The outer guard of the Smolny has been reinforced by a new machine-gun detachment. The contact with all sections of the garrison is uninterrupted. The companies on duty are on watch in all the regiments. The commissaries are in their places. Delegations from each garrison unit are in the Smolny, at the disposal of the Military-Revolutionary Committee, to be used in case the contact with that unit should be broken off. Armed detachments from the districts march along the streets, ring the bells at the gates or open the gates without ringing, and take possession of one institution after another. Nearly everywhere these detachments are met by friends who have been waiting impatiently for them.
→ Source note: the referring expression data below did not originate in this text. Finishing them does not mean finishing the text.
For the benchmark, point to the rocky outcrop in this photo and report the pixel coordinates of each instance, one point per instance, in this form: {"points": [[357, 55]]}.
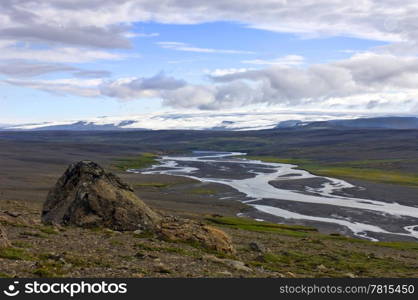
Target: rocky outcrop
{"points": [[176, 229], [4, 241], [88, 196]]}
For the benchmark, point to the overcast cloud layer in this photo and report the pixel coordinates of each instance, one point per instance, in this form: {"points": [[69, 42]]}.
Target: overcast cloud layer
{"points": [[46, 37]]}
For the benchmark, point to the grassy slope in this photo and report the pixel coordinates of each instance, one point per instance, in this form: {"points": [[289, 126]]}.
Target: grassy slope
{"points": [[373, 170], [290, 251], [309, 253]]}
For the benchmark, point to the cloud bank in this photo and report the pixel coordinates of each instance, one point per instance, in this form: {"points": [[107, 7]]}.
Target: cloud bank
{"points": [[79, 31]]}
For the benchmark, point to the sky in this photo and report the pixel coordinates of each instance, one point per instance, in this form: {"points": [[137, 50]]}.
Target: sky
{"points": [[76, 59]]}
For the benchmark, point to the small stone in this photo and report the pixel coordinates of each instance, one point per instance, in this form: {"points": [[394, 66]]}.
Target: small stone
{"points": [[213, 258], [321, 268], [290, 274], [257, 247], [4, 241], [236, 264], [224, 274], [162, 268], [140, 255]]}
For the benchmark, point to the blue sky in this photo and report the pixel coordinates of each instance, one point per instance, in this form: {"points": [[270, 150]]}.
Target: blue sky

At the railway terminals, specially appointed commissaries are watching the incoming and outgoing trains, and in particular the movement of troops. No disturbing news comes from there. All the more important points in the city are given over into our hands almost without resistance, without fighting, without casualties. The telephone alone informs us: “We are here!”

All is well. It could not have gone better. Now I may leave the telephone. I sit down on the couch. The nervous tension lessens. A dull sensation of fatigue comes over me.
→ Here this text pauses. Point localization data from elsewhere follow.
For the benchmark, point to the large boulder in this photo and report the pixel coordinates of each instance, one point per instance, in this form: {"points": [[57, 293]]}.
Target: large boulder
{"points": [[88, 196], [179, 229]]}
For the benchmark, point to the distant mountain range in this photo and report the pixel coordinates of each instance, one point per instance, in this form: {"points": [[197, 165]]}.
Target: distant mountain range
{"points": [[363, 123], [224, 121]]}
“Give me a cigarette,” I say to Kamenev. (In those years I still smoked, but only spasmodically.) I take one or two puffs, but suddenly, with the words, “Only this was lacking!” I faint. (I inherited from my mother a certain susceptibility to fainting spells when suffering from physical pain or illness. That was why some American physician described me as an epileptic.) As I come to, I see Kamenev’s frightened face bending over me.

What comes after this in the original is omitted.